Cuban mengatakan akun Gmail diretas
Miliarder dan investor terkenal Mark Cuban mengatakan dia kehilangan kendali atas akun Gmail utamanya setelah menerima panggilan penipuan. Insiden tersebut, yang terjadi setelah lebih dari $800.000 dicuri dari dompet mata uang kripto miliknya beberapa bulan lalu, telah memperbarui kekhawatiran tentang keamanan siber.
Cuban mengeluarkan peringatan kepada 8,8 juta pengikutnya tentang Meniru Metode Pemulihan Google. "Serangan ini biasanya dilakukan dengan menyamar sebagai pegawai resmi dan menipu pengguna agar mengungkapkan informasi pribadi atau kredensial akun.
Dia lebih lanjut mengingatkan semua orang: "Jika ada yang menerima email dari mcuban@gmail.com setelah pukul 15.30 PST, itu bukan dari saya."
Saat ini, postingan tersebut telah dihapus oleh Cuban.
Sumber: X Mark Cuban mengatakan akun Gmailnya telah diretas dan dia kehilangan kendali
Masyarakat merespons dengan antusias, namun keraguan terus berlanjut
Meskipun komunitas mata uang kripto telah menyatakan dukungannya terhadap Cuban, banyak yang berspekulasi bahwa ia mungkin melewatkan banyak email tanpa akses. Nick Percoco, kepala petugas keamanan di bursa mata uang kripto Kraken, menulis di platform X: "Saat Anda mendapatkan kembali akses, posting tangkapan layar dari jumlah pesan yang belum dibaca. Saya yakin jumlahnya akan mencapai lima digit pada saat itu."
Bahkan ada yang mempertanyakan apakah akun X miliknya juga diretas. Seorang pengguna bernama "Mickamious" berkata: "Mungkinkah akun X-nya juga diretas? Jadi mereka mencoba mendapatkan informasi lebih lanjut."
Namun, beberapa orang bertanya-tanya bagaimana seorang miliarder bisa begitu rapuh dalam melindungi rekeningnya, sehingga ia menulis: "Ada dua cara untuk menjadi kaya: pintar atau beruntung. Saya cukup yakin kita semua bisa mengetahui bagaimana Cuban menjadi kaya. " Amerika Serikat Pengacara pembela pidana juga memposting pertanyaan yang menanyakan: "Mana yang lebih baik, Cuban secara terbuka mengakui kesalahannya yang memalukan atau komentar di bawah?"

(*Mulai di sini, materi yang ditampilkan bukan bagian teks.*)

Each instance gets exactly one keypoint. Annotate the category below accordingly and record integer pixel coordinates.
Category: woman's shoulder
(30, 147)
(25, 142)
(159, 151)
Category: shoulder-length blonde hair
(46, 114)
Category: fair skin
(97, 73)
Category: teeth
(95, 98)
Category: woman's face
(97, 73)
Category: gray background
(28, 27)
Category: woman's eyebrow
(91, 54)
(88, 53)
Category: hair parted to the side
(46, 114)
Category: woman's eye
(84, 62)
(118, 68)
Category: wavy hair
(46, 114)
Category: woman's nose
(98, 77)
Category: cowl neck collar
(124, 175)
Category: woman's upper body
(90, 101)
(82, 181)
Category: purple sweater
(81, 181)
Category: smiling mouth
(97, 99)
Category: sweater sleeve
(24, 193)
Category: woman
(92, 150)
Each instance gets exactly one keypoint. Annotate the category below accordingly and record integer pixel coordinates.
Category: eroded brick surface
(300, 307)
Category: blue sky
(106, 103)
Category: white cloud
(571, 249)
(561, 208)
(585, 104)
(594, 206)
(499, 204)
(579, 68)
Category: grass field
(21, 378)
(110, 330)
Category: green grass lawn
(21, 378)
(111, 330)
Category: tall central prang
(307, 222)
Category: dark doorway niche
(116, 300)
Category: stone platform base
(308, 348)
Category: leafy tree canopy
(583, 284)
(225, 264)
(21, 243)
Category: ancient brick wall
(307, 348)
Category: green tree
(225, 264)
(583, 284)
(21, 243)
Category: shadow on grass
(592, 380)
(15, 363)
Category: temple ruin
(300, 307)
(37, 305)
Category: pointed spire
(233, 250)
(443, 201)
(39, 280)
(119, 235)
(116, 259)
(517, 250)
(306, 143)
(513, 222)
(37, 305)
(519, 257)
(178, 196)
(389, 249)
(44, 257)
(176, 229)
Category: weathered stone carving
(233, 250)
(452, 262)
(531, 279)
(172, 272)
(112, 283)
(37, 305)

Sumber: X Cuban. Banyak netizen yang mengejeknya karena lemahnya kesadaran keamanan di bawah postingan tersebut.
Faktanya, ini bukan pertama kalinya Cuban dicuri. Sembilan bulan lalu, Cuban diretas karena serangan dompet panas dan sekitar $870.000 dicuri. Menurut laporan, para peretas mungkin telah menunggu kesempatan ketika Cuban tidak masuk ke MetaMask selama berbulan-bulan.
Pendirian Cuban terhadap cryptocurrency
Cuban baru-baru ini vokal dalam mendorong regulasi mata uang kripto AS, khususnya menyerukan regulasi mata uang kripto yang lebih menguntungkan. Dia baru-baru ini meminta Komisi Perdagangan Berjangka Komoditas AS (CFTC) untuk mengatur semua mata uang kripto, bukan Komisi Sekuritas dan Bursa AS (SEC), karena ia menyatakan keprihatinannya tentang pendekatan “regulasi melalui penegakan” SEC.

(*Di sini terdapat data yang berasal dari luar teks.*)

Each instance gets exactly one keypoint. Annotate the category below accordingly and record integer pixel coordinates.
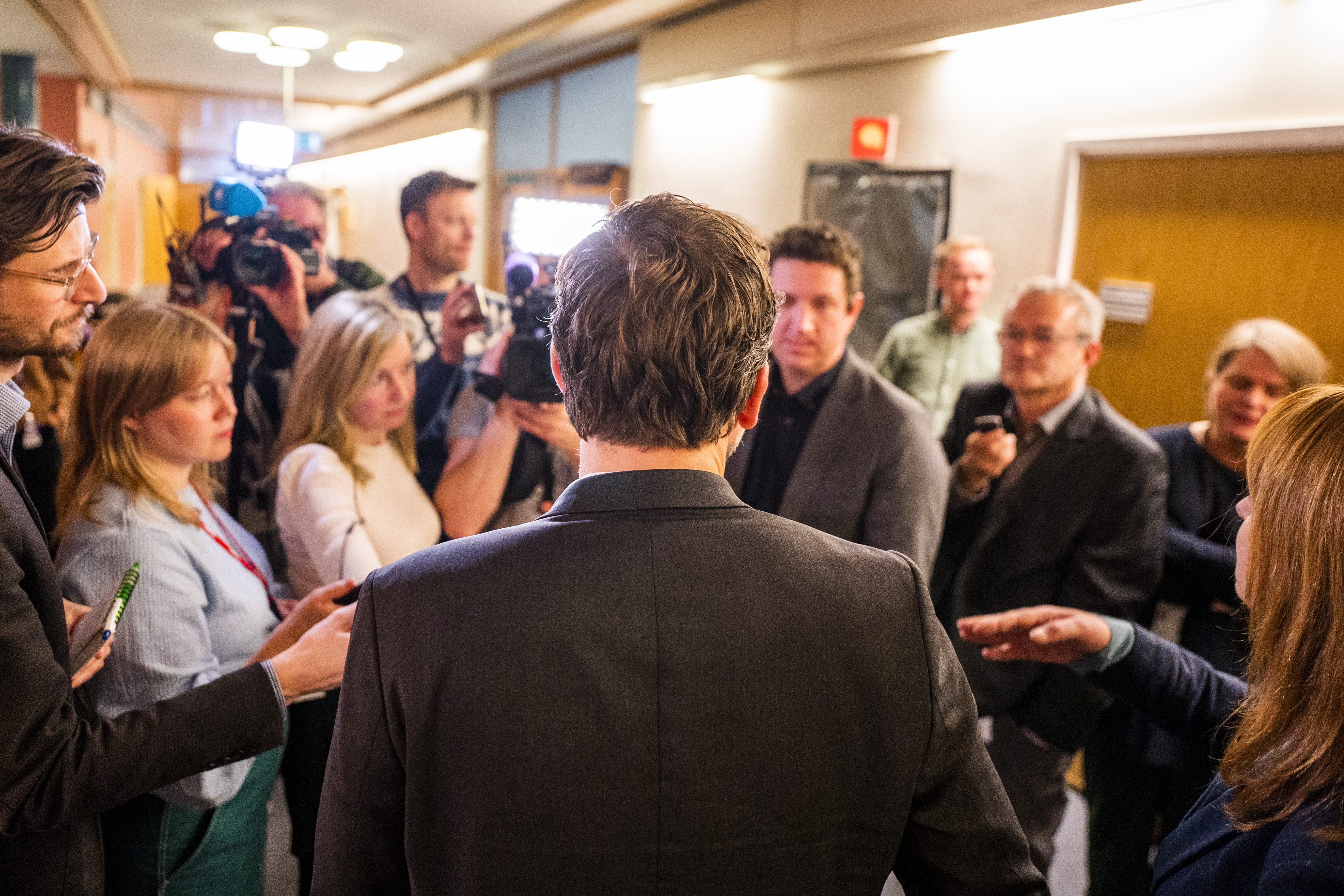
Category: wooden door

Meskipun diretas, Cuban tetap menjadi pendukung setia mata uang kripto. Pengalamannya menjadi pengingat bahwa investor yang paham teknologi pun bisa menjadi sasaran penjahat dunia maya. Di era digital ini, melindungi keamanan informasi pribadi dan keuangan menjadi lebih penting. Seiring dengan perkembangan teknologi, kita perlu lebih waspada dan mengambil tindakan yang diperlukan untuk melindungi aset digital kita.